By Pat Browning
I have no real experience with dead bodies. That’s why I decided to write cozies. The really nasty stuff takes place offstage.
Even so, I can’t ignore it entirely. What’s a murder mystery without a murder and a mystery behind it? Who, how, why?
I started FULL CIRCLE from Scratch Minus One and was enrolled in online writing classes the whole time I worked on it. When I finally got around to a murder victim, I set the scene in some detail.
The protagonist climbs a circular staircase to the tower of an old jail converted to a bar. It’s based on a real jail/bar. I’ve made that climb to the tower so I felt confident that I got it right:
“The stairway was narrow and winding, and halfway up I stopped to get my breath. No more midnight rambles for me. Music coming up through the door downstairs bounced off the walls. Doody-wop-doody-wop …”
On the class bulletin board the instructor wanted to know what the scene smelled like. Smelled? I didn’t have a clue. Someone suggested a sickroom smell. Someone suggested the smell of vomit. I hadn’t vomited in at least 30 years (and then only after some jerk slipped me a Mickey Finn) but the memory never goes away. I added this:
“I went on up, stopping at the top to call again. Heard nothing. Smelled something, a sick room smell. I forced myself to take a small step inside the room. … I ran to her, got down on my knees, and turned her over. She lay in vomit, her eyes open and staring, her face pale, distorted. I sat back on my haunches, my eyes watering from the smell.”

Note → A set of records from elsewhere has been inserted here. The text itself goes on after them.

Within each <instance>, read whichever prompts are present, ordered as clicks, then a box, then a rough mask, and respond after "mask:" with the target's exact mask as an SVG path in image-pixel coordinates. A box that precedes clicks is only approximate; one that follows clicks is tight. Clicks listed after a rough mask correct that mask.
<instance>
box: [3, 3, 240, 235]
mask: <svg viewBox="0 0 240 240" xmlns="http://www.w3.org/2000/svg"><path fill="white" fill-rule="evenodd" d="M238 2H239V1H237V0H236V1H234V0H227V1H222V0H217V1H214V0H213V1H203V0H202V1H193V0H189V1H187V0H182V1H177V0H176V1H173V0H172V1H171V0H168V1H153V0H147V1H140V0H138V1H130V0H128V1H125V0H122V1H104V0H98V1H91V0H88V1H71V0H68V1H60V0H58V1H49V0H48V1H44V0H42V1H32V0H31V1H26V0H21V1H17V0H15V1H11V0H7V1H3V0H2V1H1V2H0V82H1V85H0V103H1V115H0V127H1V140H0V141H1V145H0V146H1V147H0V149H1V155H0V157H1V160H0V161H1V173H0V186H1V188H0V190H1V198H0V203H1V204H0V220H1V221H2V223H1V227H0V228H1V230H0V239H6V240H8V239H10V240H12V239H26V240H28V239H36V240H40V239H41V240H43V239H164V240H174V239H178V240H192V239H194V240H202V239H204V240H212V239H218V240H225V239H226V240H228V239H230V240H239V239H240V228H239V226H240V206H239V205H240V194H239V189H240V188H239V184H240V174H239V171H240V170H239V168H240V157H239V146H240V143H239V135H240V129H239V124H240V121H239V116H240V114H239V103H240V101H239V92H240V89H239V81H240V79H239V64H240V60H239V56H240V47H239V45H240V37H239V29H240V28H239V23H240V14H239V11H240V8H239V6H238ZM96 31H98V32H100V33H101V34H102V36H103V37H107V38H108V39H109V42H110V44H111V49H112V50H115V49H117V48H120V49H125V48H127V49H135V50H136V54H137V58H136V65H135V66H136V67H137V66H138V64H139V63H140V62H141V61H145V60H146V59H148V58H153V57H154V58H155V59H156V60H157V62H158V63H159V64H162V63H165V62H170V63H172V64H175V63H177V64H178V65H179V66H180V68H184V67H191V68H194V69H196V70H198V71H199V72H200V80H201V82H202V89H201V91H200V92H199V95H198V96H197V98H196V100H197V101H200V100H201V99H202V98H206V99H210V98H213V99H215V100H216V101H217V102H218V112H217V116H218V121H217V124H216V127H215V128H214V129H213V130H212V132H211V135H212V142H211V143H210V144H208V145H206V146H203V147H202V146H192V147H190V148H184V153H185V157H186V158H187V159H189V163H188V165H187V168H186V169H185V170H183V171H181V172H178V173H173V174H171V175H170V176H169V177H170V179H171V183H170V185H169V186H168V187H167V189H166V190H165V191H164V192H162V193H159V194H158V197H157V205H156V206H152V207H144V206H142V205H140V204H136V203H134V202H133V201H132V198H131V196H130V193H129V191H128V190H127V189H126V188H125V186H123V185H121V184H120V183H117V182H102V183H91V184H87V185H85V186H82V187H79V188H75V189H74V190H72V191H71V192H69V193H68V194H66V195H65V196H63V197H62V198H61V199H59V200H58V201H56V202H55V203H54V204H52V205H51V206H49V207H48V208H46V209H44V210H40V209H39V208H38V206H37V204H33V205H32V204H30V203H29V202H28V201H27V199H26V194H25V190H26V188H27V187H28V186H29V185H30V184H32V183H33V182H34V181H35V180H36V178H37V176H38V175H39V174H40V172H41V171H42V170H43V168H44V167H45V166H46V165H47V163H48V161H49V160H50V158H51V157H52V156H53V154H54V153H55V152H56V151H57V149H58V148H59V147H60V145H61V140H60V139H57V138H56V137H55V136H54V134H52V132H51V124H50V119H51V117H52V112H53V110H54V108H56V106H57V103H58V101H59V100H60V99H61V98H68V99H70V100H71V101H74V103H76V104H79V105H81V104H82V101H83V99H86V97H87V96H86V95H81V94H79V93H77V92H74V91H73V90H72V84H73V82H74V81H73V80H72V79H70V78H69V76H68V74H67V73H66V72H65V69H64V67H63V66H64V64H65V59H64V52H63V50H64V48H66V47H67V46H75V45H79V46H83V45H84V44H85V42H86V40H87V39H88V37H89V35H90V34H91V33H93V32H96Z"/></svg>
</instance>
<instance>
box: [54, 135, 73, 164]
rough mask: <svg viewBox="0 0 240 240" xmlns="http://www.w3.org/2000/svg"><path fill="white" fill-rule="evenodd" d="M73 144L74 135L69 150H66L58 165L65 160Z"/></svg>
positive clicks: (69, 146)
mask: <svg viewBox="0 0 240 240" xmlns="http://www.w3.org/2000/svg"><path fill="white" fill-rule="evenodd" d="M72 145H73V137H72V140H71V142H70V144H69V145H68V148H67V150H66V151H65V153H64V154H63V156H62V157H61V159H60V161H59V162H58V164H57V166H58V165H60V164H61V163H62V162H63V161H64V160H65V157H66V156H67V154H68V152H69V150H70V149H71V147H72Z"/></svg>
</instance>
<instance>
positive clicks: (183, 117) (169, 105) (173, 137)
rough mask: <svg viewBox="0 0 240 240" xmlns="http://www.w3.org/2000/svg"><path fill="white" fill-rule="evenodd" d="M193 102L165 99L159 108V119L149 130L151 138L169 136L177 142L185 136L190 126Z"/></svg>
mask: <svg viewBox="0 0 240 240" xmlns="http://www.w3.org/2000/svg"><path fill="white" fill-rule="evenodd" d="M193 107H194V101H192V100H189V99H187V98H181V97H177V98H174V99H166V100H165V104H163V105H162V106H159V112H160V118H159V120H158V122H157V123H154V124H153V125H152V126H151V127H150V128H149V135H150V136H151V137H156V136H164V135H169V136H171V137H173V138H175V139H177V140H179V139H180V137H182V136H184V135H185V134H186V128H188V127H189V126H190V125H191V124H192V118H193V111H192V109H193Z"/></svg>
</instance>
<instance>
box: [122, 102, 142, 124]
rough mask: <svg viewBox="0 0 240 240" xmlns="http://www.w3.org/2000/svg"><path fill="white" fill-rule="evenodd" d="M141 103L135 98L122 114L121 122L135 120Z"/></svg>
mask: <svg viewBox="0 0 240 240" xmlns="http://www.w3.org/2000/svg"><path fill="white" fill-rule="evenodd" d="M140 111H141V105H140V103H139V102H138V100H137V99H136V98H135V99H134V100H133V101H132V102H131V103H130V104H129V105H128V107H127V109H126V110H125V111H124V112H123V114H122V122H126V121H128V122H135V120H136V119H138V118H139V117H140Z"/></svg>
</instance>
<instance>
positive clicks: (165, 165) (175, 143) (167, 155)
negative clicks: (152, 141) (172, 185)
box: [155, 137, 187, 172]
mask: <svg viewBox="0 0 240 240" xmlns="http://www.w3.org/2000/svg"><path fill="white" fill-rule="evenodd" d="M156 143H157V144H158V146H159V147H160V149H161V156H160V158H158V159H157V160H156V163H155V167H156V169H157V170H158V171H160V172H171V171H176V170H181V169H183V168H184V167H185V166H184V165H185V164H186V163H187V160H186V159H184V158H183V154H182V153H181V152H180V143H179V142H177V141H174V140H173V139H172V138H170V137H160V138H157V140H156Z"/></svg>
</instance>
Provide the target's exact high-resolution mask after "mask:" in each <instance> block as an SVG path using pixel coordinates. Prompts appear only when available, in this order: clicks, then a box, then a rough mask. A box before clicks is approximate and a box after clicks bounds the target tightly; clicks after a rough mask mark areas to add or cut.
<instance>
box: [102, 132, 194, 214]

Here’s where I need a little Twilight Zone or Inner Sanctum music. I swear I’m being coached from another Dimension. Once I conquered vomit, I went out for a hike around the neighborhood. I turned onto a cul-se-sac and saw a huddle of people at the end of the street.
Some primitive instinct for self-preservation kicks in at such times. I stood stock-still. Goose bumps jumped up on my arms and turned them to ice. Finally someone left the huddle and told me an elderly couple had been murdered. A florist delivering a bouquet looked through a window in the front door and saw the bodies. I went home and added this to the scene in the tower: “Goose bumps jumped up so high on my arms that my whole body felt cold.”
Later on, when another dead body turns up, a character merely says, “Whoo-ee! Musta been a big rat died up here!”
Don’t blame me. I’ve already told you I don’t have much experience with dead bodies.
I read somewhere that a writer should evoke all the senses on every page. That sounds like sensory overload to me, but it’s something to consider. James Lee Burke, one of my favorite authors, has a gift for it. He may work as hard as everyone else but you’d never guess, given the rhythm and cadence of his words. The reader simply comes upon a lovely passage, such as this one from IN THE MOON OF RED PONIES:
“The wind was up, balmy and smelling of distant rain, denting the alfalfa and timothy in the fields, puffing pine needles out of the trees on the slopes. The two sorrels were running in tandem across the pasture, their necks extended, their muscles rippling. In the distance I could hear thunder echoing in the hills.”
Is there a sweeter smell than distant rain? “Whoo-ee! Musta been a big rat died up here!” just doesn’t compare, does it?